Die Wahrheit: Der wahre 30. Geburtstag
Wer nicht dabei war, hat etwas verpasst: Am Donnerstag feierte die Seite der Wahrheit sich selbst und alle anderen.
E s war das Revival des Jahres. Vergesst „Wetten, dass..?“ und „TV total“, in der gestrigen Donnerstagnacht wurden „30 Jahre taz-Wahrheit“ gefeiert. Das kollektive Lagerfeuer der gut abgehangenen Satire- und Humorszene des Landes wurde in der Berliner taz Kantine entzündet und erst nach einer achtstündigen Monumentalshow wieder ausgepinkelt. Ach, was wurden da beim in Massen zusammengeströmten Publikum für Erinnerungen wach – an die Samstagabende der Kindheit, an denen man frisch gebadet und im Schlafi extra lange aufbleiben durfte, um sich die Texte von Corinna Stegemann, Carola Rönneburg und Männern zuhauf vorlesen zu lassen!

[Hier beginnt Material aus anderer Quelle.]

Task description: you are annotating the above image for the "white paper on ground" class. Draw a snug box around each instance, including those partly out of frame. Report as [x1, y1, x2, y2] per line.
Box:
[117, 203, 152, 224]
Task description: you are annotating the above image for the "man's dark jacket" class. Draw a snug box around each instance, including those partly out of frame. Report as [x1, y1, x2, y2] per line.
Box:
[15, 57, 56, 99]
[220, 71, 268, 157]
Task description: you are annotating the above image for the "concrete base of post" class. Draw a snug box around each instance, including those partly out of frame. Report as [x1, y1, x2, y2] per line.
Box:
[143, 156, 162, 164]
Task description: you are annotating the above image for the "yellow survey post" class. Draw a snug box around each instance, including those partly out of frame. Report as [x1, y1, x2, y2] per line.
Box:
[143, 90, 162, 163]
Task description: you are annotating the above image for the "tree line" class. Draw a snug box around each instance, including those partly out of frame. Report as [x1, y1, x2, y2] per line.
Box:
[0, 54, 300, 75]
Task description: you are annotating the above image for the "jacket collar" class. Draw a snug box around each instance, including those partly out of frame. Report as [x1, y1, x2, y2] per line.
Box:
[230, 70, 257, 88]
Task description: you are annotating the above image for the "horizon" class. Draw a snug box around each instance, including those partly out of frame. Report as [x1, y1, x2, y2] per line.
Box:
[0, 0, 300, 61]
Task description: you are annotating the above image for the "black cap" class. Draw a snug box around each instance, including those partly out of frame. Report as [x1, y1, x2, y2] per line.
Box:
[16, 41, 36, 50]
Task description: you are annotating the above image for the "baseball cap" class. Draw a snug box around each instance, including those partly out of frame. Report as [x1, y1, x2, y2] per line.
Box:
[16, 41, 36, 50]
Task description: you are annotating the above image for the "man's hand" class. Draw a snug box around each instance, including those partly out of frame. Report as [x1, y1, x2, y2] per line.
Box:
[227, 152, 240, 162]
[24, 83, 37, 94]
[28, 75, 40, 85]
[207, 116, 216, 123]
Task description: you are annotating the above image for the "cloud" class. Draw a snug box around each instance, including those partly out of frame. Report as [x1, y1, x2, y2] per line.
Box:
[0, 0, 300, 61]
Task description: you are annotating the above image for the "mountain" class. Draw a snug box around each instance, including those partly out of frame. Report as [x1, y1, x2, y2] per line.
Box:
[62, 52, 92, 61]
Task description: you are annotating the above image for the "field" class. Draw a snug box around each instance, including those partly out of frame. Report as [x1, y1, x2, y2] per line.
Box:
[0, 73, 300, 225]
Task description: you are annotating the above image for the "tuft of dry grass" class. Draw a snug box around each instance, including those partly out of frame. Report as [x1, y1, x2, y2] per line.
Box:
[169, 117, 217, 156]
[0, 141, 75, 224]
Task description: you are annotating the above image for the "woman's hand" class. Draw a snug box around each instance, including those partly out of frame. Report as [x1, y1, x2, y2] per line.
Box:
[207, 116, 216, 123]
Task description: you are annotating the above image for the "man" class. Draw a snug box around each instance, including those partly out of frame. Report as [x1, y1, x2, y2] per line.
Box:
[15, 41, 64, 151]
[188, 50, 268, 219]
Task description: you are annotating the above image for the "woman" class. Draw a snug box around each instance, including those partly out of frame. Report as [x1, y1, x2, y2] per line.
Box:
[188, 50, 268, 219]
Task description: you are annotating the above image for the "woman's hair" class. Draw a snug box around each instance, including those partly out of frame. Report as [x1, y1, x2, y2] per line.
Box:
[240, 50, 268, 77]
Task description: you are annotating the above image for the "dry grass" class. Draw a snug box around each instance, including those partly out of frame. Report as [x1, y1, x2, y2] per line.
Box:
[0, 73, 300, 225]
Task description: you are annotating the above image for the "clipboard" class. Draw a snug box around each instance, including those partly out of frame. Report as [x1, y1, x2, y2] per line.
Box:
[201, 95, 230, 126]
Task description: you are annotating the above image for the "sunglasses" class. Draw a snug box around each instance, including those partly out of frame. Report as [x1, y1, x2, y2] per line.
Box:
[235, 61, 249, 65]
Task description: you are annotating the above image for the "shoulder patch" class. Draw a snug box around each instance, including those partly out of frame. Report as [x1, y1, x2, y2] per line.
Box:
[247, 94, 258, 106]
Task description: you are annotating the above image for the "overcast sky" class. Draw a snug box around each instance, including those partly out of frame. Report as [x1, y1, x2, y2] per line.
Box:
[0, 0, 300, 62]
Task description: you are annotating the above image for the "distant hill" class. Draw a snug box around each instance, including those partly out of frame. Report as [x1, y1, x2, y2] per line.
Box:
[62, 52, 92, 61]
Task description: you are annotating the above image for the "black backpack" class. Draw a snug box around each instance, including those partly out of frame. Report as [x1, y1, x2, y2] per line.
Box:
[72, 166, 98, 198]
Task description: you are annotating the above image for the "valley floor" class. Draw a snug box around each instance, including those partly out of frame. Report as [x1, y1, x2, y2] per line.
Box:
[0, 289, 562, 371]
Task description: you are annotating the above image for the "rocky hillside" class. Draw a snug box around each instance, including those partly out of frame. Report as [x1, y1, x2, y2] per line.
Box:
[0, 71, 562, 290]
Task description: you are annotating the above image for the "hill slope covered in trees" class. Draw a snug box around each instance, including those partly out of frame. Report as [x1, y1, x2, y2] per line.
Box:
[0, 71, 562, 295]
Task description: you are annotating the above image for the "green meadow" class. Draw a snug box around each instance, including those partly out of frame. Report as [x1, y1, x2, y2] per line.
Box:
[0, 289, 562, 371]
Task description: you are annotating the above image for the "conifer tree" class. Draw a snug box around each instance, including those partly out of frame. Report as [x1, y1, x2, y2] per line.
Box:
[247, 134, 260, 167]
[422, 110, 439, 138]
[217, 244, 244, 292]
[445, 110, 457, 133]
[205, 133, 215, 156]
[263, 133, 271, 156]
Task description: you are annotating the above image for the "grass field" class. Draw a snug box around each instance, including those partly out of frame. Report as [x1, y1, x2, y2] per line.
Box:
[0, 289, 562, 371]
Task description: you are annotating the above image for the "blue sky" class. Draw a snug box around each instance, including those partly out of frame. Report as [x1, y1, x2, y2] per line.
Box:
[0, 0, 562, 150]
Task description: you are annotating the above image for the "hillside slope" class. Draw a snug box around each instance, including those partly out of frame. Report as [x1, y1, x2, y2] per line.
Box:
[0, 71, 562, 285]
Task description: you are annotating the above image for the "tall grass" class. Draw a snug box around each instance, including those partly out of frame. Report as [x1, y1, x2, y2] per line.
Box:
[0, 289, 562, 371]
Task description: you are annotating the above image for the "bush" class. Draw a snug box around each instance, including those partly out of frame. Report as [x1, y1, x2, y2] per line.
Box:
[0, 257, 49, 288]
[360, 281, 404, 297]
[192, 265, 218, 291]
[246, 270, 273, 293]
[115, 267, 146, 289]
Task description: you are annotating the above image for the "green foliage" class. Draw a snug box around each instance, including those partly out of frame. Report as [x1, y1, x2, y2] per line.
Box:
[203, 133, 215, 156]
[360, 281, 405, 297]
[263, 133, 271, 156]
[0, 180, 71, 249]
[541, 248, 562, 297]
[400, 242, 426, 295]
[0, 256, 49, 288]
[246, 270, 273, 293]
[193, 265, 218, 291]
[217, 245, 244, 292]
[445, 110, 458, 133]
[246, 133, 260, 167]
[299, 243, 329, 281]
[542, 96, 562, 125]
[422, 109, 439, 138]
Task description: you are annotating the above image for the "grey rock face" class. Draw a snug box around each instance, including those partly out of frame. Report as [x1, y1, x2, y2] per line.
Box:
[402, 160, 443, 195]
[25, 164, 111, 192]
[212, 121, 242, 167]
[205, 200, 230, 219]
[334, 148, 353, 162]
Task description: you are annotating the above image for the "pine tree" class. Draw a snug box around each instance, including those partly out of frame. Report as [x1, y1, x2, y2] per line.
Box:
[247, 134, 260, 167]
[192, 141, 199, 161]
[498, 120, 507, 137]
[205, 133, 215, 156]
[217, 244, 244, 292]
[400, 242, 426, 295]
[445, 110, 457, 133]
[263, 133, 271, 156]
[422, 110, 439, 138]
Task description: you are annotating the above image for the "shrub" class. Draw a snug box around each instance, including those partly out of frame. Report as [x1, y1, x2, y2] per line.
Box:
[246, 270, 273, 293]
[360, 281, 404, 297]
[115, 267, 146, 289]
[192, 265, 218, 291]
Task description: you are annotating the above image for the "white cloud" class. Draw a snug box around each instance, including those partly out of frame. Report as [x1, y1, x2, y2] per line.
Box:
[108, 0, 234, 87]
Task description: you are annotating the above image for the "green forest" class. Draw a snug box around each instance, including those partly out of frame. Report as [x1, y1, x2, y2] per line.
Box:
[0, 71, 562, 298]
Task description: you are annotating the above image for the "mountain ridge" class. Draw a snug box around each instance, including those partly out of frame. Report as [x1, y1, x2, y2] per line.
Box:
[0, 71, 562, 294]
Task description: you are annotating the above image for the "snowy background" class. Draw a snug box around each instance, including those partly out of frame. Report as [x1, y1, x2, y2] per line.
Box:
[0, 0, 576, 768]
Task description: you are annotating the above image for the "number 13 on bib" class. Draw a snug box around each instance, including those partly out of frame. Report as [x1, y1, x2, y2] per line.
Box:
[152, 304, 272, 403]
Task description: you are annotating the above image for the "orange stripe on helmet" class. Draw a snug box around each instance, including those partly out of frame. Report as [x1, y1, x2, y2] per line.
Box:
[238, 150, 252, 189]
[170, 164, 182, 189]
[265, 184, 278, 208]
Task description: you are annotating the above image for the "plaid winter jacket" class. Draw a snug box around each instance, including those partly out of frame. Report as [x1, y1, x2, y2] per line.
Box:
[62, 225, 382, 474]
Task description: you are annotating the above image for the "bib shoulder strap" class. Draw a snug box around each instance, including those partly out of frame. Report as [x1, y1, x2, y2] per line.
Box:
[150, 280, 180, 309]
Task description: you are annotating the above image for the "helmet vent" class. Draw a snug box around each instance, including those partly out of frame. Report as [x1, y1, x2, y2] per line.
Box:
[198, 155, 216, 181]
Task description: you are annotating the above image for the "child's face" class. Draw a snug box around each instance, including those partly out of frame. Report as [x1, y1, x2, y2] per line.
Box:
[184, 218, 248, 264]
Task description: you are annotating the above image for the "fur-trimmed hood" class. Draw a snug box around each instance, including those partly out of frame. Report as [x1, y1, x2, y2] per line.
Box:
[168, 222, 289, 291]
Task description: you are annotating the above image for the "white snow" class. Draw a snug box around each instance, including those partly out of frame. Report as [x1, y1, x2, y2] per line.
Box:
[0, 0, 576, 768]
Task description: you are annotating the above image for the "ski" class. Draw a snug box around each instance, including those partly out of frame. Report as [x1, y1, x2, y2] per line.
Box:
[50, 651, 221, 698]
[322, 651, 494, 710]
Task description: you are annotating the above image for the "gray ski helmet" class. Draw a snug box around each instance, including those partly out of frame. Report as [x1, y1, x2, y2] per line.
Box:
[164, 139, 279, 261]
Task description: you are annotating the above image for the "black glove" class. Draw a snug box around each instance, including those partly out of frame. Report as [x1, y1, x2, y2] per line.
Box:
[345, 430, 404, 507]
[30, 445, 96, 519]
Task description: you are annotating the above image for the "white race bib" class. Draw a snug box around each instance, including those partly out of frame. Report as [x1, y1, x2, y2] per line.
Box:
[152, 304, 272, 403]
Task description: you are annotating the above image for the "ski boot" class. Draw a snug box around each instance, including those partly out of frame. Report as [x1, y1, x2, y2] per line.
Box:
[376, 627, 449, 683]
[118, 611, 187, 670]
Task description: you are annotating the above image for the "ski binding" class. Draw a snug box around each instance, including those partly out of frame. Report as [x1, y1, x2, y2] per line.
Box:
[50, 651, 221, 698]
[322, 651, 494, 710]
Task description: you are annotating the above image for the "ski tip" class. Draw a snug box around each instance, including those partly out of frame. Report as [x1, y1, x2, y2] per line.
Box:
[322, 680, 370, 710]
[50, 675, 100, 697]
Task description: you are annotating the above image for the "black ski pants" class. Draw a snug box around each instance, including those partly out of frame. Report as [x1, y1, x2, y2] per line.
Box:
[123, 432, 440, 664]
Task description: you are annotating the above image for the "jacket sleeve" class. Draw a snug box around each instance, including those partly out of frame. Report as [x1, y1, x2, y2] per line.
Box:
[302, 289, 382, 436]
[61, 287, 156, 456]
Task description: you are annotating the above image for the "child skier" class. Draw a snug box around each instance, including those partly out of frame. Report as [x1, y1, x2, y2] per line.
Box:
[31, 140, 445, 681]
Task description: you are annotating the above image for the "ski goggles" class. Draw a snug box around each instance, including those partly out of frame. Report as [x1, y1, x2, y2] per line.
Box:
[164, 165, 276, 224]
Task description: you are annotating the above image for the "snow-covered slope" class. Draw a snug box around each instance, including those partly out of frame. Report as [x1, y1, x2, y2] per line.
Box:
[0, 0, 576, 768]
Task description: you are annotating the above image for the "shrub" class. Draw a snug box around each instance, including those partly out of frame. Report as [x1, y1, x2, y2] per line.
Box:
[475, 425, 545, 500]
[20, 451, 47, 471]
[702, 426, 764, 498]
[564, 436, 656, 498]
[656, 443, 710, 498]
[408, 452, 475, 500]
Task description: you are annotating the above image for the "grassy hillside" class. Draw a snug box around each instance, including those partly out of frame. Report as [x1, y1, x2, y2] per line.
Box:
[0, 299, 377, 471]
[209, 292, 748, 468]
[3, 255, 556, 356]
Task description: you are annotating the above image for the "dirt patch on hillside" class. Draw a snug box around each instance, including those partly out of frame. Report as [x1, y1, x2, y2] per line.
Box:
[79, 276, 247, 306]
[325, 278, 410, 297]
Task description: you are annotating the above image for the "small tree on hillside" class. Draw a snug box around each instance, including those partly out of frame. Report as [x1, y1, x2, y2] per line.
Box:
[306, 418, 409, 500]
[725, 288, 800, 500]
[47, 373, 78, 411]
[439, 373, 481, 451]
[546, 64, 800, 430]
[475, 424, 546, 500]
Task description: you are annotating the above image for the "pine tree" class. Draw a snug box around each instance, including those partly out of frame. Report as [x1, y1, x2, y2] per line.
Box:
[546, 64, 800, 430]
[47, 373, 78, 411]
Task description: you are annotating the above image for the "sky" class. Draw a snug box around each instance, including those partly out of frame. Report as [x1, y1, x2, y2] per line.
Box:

Im vorausgegangen Thomas-Gottschalk-und-Michelle-Hunziker-Ähnlichkeitswettbewerb, der unter Anfeuerungsrufen wie „Adorno ist tot!“ und „Was ist schon ein monatliches Satiremagazin gegen eine tägliche Satireseite!“ durchgeführt wurde, konnten sich Harriet Wolff und Andreas Rüttenauer souverän als Moderatorengespann des Abends qualifizieren. Da sich die Wahrheit wie alle satirischen Institutionen des Landes – mit Ausnahme der im Widerstand verfolgten Comedians Uwe Steimle, Lisa Fitz und Sahra Wagenknecht – schon lange bedingungslos dem Merkel-Regime unterworfen hat, fand die Feier unter strengsten 2G-Doppelherz-Bedingungen statt. Als Gesandter der impfstoffproduzierenden Reptilienmenschen hatte der Berichterstatter die Aufgabe, penibel über deren Einhaltung zu wachen. Sicherlich, gewöhnungsbedürftig: Alle Vortragenden waren in Ganzkörperschutzanzüge gewandet. Beim Vorlesen unter der ABC-Maske gab es vielleicht zunächst die einen oder anderen Artikulationsprobleme, die aber von Wolff und Rüttenauer souverän mit niveauvollen Scherzen über ABC-Schützen und deren Vorleseschwierigkeiten wegmoderiert wurden.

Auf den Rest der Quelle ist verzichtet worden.